Leftists constantly preach such nonsense as “The world that we live in is beautiful but fragile.” “The 3rd rock from the sun is a fragile oasis.” “Remember that Earth needs to be saved every single day.” These and many other statements, along with apocalyptic predictions, are stock in trade for environmentalists. Worse yet, this fragile-earth indoctrination is fed to the nation's youth from kindergarten through college. That's why many millennials support Rep. Ocasio-Cortez.
Let's examine just a few cataclysmic events that exceed any destructive power of mankind and then ask how our purportedly fragile planet could survive. The 1883 eruption of the Krakatoa volcano, in present-day Indonesia, had the force of 200 megatons of TNT. That's the equivalent of 13,300 15-kiloton atomic bombs, the kind that destroyed Hiroshima in World War II. Before that was the 1815 Tambora eruption, the largest known volcanic eruption. It spewed so much debris into the atmosphere that 1816 became known as the "Year Without a Summer." It led to crop failures and livestock death in the Northern Hemisphere, producing the worst famine of the 19th century. The A.D. 535 Krakatoa eruption had such force that it blotted out much of the light and heat of the sun for 18 months and is said to have led to the Dark Ages. Geophysicists estimate that just three volcanic eruptions — Indonesia (1883), Alaska (1912) and Iceland (1947) — spewed more carbon dioxide and sulfur dioxide into the atmosphere than all of mankind's activities during our entire history.
Our so-called fragile earth survived other catastrophic events, such as the floods in China in 1887, which took an estimated 1 million to 2 million lives, followed by floods there in 1931, which took an estimated 1 million to 4 million lives.
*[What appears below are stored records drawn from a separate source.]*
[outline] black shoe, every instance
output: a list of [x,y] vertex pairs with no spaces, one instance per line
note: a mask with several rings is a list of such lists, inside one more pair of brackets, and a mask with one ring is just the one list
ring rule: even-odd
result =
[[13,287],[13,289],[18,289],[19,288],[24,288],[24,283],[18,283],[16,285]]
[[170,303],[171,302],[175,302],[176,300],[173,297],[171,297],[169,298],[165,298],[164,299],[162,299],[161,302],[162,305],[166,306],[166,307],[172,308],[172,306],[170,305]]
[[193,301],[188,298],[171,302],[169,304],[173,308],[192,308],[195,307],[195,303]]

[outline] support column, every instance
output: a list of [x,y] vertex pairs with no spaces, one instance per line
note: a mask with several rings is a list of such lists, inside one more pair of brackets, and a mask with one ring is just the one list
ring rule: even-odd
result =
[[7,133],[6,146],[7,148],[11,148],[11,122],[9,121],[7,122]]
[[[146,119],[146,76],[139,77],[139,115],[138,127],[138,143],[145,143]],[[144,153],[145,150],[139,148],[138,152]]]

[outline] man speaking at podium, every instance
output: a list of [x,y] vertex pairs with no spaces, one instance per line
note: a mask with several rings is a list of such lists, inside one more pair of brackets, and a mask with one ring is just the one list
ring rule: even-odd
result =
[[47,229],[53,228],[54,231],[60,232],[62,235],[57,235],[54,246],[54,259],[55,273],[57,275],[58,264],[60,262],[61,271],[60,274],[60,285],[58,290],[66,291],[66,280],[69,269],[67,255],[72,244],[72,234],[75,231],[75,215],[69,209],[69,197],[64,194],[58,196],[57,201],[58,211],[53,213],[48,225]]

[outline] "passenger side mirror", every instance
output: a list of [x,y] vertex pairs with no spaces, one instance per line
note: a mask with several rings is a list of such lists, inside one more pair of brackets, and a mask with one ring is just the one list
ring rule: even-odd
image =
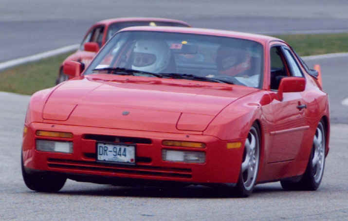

What about the impact of earthquakes on our fragile earth? Chile's 1960 Valdivia earthquake was 9.5 on the Richter scale. It created a force equivalent to 1,000 atomic bombs going off at the same time. The deadly 1556 earthquake in China's Shaanxi province devastated an area of 520 miles.
Our so-called fragile earth faces outer space terror. Two billion years ago, an asteroid hit earth, creating the Vredefort crater in South Africa, which has a diameter of 190 miles. In Ontario, there's the Sudbury Basin, resulting from a meteor strike 1.8 billion years ago. At 39 miles long, 19 miles wide and 9 miles deep, it's the second-largest impact structure on earth. Virginia's Chesapeake Bay crater is a bit smaller, about 53 miles wide. Then there's the famous but puny Meteor Crater in Arizona, which is not even a mile wide.

My question is: Which of these powers of nature could be duplicated by mankind? For example, could mankind even come close to duplicating the polluting effects of the 1815 Tambora volcanic eruption? It is the height of arrogance to think that mankind can make significant parametric changes in the earth or can match nature's destructive forces. Our planet is not fragile.
Occasionally, environmentalists spill the beans and reveal their true agenda. Barry Commoner said, “Capitalism is the earth's number one enemy.” Amherst College professor Leo Marx said, “On ecological grounds, the case for world government is beyond argument.”